This talk was part of the series of events on the theme ‘Borderlands: collage into painting’ organised by Painting Research at Wimbledon. Ian Monroe approached the subject of collage by considering edges: the places where one thing end and the next begins.
He illustrated the difficulty of determining this by considering where we might think we end: is our body our boundary? or would we include our job, our family, our friends, memories or images of us …? An argument could be made for the inclusion of all or any of these in our identity. He talked about collage as a situation where the edges of things butt up against each other, or leave an imprint on each other, but don’t actually merge.

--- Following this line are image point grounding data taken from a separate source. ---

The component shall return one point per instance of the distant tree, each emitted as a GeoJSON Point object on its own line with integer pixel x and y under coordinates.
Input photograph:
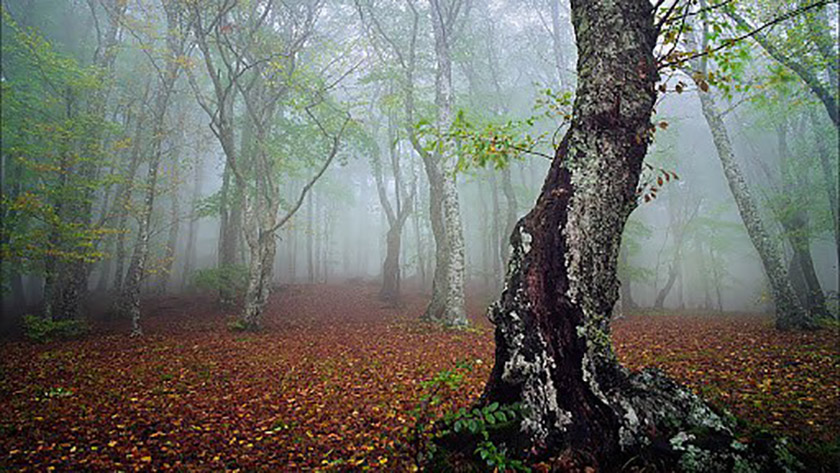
{"type": "Point", "coordinates": [553, 352]}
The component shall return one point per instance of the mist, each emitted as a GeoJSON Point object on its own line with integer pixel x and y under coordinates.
{"type": "Point", "coordinates": [231, 160]}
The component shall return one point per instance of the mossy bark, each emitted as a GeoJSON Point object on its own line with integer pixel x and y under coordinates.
{"type": "Point", "coordinates": [553, 351]}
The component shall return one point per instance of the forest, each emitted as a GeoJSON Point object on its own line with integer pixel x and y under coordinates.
{"type": "Point", "coordinates": [420, 235]}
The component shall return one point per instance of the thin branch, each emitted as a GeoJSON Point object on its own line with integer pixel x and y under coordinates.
{"type": "Point", "coordinates": [731, 41]}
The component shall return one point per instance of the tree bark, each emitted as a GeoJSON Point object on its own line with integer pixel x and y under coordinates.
{"type": "Point", "coordinates": [174, 218]}
{"type": "Point", "coordinates": [130, 297]}
{"type": "Point", "coordinates": [447, 304]}
{"type": "Point", "coordinates": [192, 227]}
{"type": "Point", "coordinates": [553, 350]}
{"type": "Point", "coordinates": [789, 312]}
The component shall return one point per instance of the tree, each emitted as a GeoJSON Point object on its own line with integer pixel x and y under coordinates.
{"type": "Point", "coordinates": [396, 214]}
{"type": "Point", "coordinates": [178, 24]}
{"type": "Point", "coordinates": [553, 352]}
{"type": "Point", "coordinates": [789, 311]}
{"type": "Point", "coordinates": [447, 303]}
{"type": "Point", "coordinates": [254, 54]}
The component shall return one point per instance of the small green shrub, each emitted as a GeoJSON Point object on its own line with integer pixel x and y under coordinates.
{"type": "Point", "coordinates": [41, 330]}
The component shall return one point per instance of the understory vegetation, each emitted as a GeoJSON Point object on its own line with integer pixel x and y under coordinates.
{"type": "Point", "coordinates": [339, 381]}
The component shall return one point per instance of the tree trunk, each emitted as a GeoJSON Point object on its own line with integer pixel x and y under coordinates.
{"type": "Point", "coordinates": [447, 305]}
{"type": "Point", "coordinates": [553, 351]}
{"type": "Point", "coordinates": [789, 312]}
{"type": "Point", "coordinates": [830, 181]}
{"type": "Point", "coordinates": [192, 228]}
{"type": "Point", "coordinates": [510, 215]}
{"type": "Point", "coordinates": [495, 236]}
{"type": "Point", "coordinates": [310, 261]}
{"type": "Point", "coordinates": [130, 298]}
{"type": "Point", "coordinates": [625, 291]}
{"type": "Point", "coordinates": [174, 220]}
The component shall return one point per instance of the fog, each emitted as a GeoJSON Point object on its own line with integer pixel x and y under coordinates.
{"type": "Point", "coordinates": [333, 74]}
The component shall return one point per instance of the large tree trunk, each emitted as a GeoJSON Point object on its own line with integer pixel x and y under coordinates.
{"type": "Point", "coordinates": [553, 350]}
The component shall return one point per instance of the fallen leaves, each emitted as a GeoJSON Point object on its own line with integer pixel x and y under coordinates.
{"type": "Point", "coordinates": [331, 383]}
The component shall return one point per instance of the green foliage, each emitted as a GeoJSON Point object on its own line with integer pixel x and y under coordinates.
{"type": "Point", "coordinates": [231, 278]}
{"type": "Point", "coordinates": [52, 144]}
{"type": "Point", "coordinates": [41, 330]}
{"type": "Point", "coordinates": [481, 142]}
{"type": "Point", "coordinates": [434, 391]}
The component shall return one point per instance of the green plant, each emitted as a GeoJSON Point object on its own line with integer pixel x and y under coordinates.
{"type": "Point", "coordinates": [42, 330]}
{"type": "Point", "coordinates": [433, 394]}
{"type": "Point", "coordinates": [480, 422]}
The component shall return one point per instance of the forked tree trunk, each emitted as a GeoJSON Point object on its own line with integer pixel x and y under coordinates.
{"type": "Point", "coordinates": [447, 305]}
{"type": "Point", "coordinates": [553, 349]}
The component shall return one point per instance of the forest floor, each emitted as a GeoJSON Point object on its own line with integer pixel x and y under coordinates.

In fact objects may resist each other at the edge.
He linked this resistance with the sense of unease that humans feel when they see animals combined: the mythic chimera or the creations of Photoshop – most horrifically a shark/horse hybrid which I find quite scary. Monroe would argue, I think, that it is precisely this which makes us think more about the nature of difference and what it means when it is eroded or consumed. There is a similar unease created by the merger of humans with machines or technology, although new generations of e.g. prosthetic limbs offer super-human powers.
He used the infinity pool as an example of another kind of edge: ‘tantalisingly real yet ungraspable’. The fantastic idea of infinity can only be maintained if we do not approach the edge, which will inevitably turn out to be disappointingly prosaic. While the opposite of the resistant edge is camouflage: ‘a response to the notion of difference in its most literal form’, here illustrated by the pacific spotted scorpion fish. Either way, it’s the edges that are the most active part of the object or image.
This thought resonated with me because it links to my thinking about ways of using imagery to create backgrounds for some of my ink drawings: although I am still working on the methods, what is more tricky to negotiate is the edge.